Those of us who own gardens in Southern California know that the California live oak tree is a protected species. Because I live in a canyon in the foothills, I have several on my property. In recent years, I have taken to preserving live oak seedlings, and nurturing them to maturity. I have one in my driveway that I raised from a sprout two inches tall and that is now taller than I am.
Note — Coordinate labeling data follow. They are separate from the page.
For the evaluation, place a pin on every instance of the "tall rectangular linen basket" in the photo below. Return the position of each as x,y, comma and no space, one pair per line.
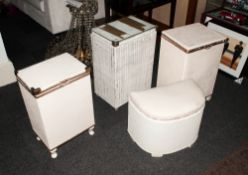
58,98
190,52
123,56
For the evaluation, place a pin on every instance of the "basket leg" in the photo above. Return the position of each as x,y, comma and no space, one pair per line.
91,131
54,153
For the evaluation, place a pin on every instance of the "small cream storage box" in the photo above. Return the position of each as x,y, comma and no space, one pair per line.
190,52
123,55
57,95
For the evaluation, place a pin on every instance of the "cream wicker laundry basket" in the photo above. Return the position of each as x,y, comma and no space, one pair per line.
58,98
123,55
190,52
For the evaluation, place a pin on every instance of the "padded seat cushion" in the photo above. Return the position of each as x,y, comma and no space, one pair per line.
170,102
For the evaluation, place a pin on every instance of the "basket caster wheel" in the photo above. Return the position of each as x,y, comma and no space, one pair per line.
54,153
208,98
91,131
38,139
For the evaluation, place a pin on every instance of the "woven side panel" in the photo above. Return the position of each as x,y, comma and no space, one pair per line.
120,70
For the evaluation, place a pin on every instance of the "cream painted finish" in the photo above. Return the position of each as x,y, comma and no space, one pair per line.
167,133
201,65
64,113
7,70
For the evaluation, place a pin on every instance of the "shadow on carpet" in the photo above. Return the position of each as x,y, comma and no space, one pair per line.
234,164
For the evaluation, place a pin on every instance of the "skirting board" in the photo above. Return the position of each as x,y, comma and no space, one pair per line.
7,73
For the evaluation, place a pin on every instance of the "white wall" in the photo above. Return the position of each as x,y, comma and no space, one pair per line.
101,10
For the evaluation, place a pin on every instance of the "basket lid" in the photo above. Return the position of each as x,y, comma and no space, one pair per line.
123,28
193,36
51,72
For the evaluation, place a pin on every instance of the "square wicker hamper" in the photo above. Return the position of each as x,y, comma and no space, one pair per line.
58,98
190,52
123,56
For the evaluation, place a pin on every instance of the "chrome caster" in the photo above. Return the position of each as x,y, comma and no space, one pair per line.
38,139
91,131
239,80
208,98
54,153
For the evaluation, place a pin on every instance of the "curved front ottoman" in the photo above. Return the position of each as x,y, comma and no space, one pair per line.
166,119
We also know that, since live oaks are protected by state law, we are forbidden to trim or otherwise alter them where they grow. This is, of course, well-intentioned but wrong-headed bureaucratic nonsense. It is what happens when one tries to write an organic process into law. Live oaks, as any other form of vegetation, benefit from judicious trimming. But I recall about two years ago, a couple in Glendale were ordered by the fire department to trim their live oaks, and then were fined $300,000 by the city council for having done so. Such is the inanity of government when it tries to do that which is in the interest of any living thing.
My point is that, today while I was watering in my back yard, I brushed up against a live oak which I had nurtured from a seedling and which is now about three feet tall. Its spiky leaves grabbed hold of my shirtsleeve and would not let it go until I paid it proper attention. It was, as I had known for some time, in need of re-potting, having long since outgrown the clay bowl in which I had raised it. And for a moment it occurred to me that the oak was trying to tell me something; that it was communicating to me a basic need which it was experiencing and which it could not satisfy for itself.
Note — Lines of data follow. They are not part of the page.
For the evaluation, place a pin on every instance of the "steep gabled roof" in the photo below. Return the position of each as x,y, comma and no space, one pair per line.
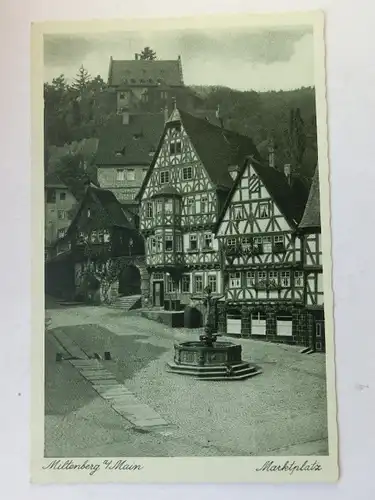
216,147
311,216
111,206
130,144
289,198
140,72
52,180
Now this set me to thinking that there are two fundamentally different ways of looking at life on Earth. One is that life is merely a concatenation of events which have no deeper meaning than that which appears in the present. This is the view of the atheists and the secularists, which is invading and infecting our society more and more. According to this view, I ought simply to be more careful how I move about my garden. But there is another way of looking at life. This way assumes that the Earth is a living thing, a spiritual as well as a physical presence, and as such, all that lives on Earth cannot help but express itself, and express itself particularly to us humans as the summit of life on Earth. This implies both that all that lives has some need and ability to express itself, and that we, in our humanity, have a responsibility to listen and to understand.
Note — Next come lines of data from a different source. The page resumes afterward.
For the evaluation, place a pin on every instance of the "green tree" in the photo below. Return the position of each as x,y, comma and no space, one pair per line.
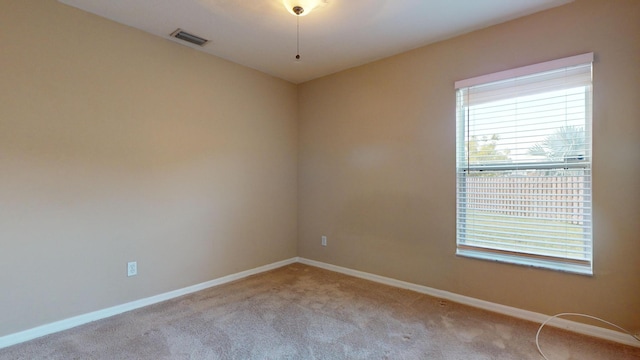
484,150
568,142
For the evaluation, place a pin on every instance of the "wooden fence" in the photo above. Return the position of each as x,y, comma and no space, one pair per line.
550,197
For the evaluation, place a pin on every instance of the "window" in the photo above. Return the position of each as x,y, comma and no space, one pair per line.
524,165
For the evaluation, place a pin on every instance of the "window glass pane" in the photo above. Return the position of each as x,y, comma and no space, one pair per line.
524,178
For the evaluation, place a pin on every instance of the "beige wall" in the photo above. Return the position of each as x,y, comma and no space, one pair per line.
377,163
115,146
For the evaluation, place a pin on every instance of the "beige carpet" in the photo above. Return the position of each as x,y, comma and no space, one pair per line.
302,312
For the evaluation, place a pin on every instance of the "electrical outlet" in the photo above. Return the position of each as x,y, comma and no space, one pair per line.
132,268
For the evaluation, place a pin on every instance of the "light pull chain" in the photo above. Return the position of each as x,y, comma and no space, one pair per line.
298,38
298,10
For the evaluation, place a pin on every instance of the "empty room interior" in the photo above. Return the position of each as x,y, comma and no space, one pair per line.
137,170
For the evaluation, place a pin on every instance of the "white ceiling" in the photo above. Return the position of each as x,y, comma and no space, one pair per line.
337,35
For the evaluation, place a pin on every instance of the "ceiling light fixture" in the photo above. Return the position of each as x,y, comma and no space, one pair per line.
300,8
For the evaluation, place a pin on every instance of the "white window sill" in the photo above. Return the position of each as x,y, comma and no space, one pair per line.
531,262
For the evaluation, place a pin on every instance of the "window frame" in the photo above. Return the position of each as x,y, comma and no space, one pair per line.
566,264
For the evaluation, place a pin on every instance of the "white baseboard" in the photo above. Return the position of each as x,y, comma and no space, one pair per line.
69,323
573,326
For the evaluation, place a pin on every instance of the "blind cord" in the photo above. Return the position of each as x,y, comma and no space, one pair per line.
637,337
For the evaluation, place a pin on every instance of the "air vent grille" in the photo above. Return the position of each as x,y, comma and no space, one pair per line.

Now, do I think that my live oak was trying to communicate with me? No, I suppose not. But can I dismiss out of hand, and in a rude and arrogant manner, that it, too, like me, has the need and ability to express itself? No, I cannot do that. Perhaps it was reminding me, in some primitive, self-assertive way, that, though I had nurtured it, I was neglecting it. Perhaps all that lives on the Earth, insofar as it shares life with me, shares consciousness with me as well. And perhaps, just perhaps, its lowly form of consciousness reached out to me, sensing that I was feeling guilt towards it and seeking to remind me of the basic organic connection between itself and me. And that connection is two-fold: my having saved it from extinction, and transplanted and watered and even talked to it. And it, in its latent glory as an oak, a true native of the sliver of the Earth that I inhabit, that it would provide shade and shelter and inspiration and even awe to me.
In this way, was that oak tree, in its nascent vitality and beauty, reminding me of my humanity, and of the responsibilities of my humanity - not only to be human, but to enhance my human-ness by being aware of that which, though it may not be human, is nonetheless as alive and worthy as myself?